Friday, October 30, 2009

Quirk Classic 3: Title Announcement

This morning, Philadelphia-based independent publisher "Quirk Books" has announced the title of their third book to be released under their subdivision "Quirk Classics," and if you're like most people, this all means nothing to you.

Quirk Classics is run by a man named Jason Rekulak who might have found the easiest, cheapest, and most commercial secret to novel writing I've ever heard of. Rekulak utilizes the expansive archives of public domain libraries to find royalty-free classics to edit and re-release with a silly twist; he adds popular fanboy characters into the narrative such as ninjas, pirates, zombies, and monkeys.

You might've heard of his first release this year, "Pride and Prejudice and Zombies," as it found itself a number 3 spot on the New York Times bestseller list as well as rave reviews in nearly every other medium of book review across the country. While the text is familiar, the concept is purely original. Seth Grahame-Smith's zombie plot weaves seamlessly into Austen's classic narrative and the end result is a mashup that quenches our entertainment bone while stimulating our intellect as well. This mashup might also represent the only hope for younger generations to ever read a classic title such as this.

While I couldn't be happier with the knowledge of this book existing and finding a myriad of well deserved profit, I was disheartened to see a second Quirk Classic in the makes 2 months later, "Sense and Sensibility and Sea Monsters." Stop it Quirk Books, just stop it. You just made something really good and made a shit load of money and now you can't stop. Sea Monsters aren't even that popular of a fictional character. There's no Sea Monster jokes. There's no Sea Monster television shows. There's no reason for this to exist.

Before I could even digest the Sea Monsters I found on their website, a bulletin popped up for book 3, "Pride and Prejudice and Zombies: Dawn of the Dreadfuls." This is going too far, at this rate we're sure to see a mashup of almost every public domain classic in existence before 2012. Why are they already making a sequel to the first book? Did they run out of ideas for fan favorite mashups or did the Sea Monster idea generate such insignificant sales that they didn't have a choice? Hell, why am I writing this blog? I could be making my own Quirk Classic! Are you still reading this? Stop! Write a Quirk Classic with me, it's easy...

Step 1: Find a public domain book on the internet you like. Oh goody, "Crime and Punishment," my favorite.

Step 2: Copy and paste the entire text into a text editing program. I'll be using Microsoft Word for this experiment.

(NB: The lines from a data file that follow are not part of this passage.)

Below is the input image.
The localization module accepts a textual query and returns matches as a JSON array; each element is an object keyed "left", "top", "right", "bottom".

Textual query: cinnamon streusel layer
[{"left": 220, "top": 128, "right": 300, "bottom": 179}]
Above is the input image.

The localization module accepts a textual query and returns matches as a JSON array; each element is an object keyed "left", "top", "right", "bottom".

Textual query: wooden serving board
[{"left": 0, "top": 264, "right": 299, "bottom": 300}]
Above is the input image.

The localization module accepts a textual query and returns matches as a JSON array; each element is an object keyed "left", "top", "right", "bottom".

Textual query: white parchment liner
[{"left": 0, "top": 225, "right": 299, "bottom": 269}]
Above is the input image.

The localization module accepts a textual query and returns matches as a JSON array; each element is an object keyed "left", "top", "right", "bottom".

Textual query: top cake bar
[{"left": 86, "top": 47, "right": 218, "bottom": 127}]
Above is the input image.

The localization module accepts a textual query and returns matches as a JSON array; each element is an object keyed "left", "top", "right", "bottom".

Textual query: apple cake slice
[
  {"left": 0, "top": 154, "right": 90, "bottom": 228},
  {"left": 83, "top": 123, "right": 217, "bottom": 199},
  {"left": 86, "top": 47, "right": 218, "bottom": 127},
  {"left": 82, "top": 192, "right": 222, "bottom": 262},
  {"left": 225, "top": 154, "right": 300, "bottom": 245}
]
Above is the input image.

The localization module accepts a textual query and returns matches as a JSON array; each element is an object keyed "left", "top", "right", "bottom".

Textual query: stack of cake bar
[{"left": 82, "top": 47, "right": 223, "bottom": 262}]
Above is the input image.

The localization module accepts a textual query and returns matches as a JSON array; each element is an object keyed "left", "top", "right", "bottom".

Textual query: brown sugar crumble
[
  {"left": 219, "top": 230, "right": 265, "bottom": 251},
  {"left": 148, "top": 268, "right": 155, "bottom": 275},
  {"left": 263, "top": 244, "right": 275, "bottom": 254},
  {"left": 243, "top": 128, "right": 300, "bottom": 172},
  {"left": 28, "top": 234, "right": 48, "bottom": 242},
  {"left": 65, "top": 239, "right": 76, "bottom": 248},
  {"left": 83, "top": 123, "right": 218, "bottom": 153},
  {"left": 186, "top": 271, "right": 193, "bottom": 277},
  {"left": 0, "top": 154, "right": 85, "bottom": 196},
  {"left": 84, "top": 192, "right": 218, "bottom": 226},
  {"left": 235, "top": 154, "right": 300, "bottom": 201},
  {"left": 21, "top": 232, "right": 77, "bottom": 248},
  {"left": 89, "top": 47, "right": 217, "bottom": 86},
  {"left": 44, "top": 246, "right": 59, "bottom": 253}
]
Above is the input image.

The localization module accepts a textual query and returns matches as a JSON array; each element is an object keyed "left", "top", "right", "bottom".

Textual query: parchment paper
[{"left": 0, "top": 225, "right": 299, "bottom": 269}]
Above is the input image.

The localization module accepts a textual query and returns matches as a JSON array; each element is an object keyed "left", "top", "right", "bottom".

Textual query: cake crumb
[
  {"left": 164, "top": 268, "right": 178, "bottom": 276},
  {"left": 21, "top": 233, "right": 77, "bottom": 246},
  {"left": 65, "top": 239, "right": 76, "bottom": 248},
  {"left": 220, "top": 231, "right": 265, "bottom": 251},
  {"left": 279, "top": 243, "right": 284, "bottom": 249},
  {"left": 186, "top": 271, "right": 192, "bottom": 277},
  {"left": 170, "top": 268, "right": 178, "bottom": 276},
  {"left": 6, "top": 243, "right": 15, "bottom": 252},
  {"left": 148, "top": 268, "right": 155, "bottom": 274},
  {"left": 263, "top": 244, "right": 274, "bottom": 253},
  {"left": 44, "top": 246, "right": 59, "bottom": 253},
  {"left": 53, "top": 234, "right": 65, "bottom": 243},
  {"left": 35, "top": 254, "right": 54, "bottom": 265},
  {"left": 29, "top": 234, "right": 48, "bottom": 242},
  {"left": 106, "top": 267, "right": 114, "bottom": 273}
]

Step 3: Pick a popular and overused character genre that you enjoy. Hmmm... of course, PIRATES! Everybody likes pirates because they are funny and cool.

Step 4: (You're almost done), fuse the title of the book you chose with your character genre. Here's mine, "Crime and Punishment and Pirates."

Step 5: Now it's time for the easy part; paste your genre name over at least 50% of the nouns in the original text and if you're a stickler- you could even change the plot a little to follow whatever character you chose.

Step 6: Make money. You did it! Look how funny your title is! See? Now reap the profits you greedy fuck and sunbathe in Malibu while Fyodor Dostoyevsky rots in his dirty Russian grave.

1 comment:

  1. Here is an excerpt from my new novel mash up of one of Charles Dickens' most cherished works, "Great Axepectations".

    "At such a time I found out for certain, that this bleak place overgrown with nettles was the churchyard; and that Philip Pirrip, late of this parish, and also Georgiana wife of the above, were dead and buried; and that Alexander, Bartholomew, Abraham, Tobias, and
    Roger, infant children of the aforesaid, were also dead and buried; and that the dark flat wilderness beyond the churchyard, intersected with dykes and mounds and gates, with scattered cattle feeding on it, was the marshes; and that the low leaden line beyond was the river; and that the distant savage lair from which the wind was rushing, was the sea; and that the small bundle of shivers growing afraid of it all and beginning to cry, was Pip, for I had chopped them up into little pieces with the cunning swing of my axe."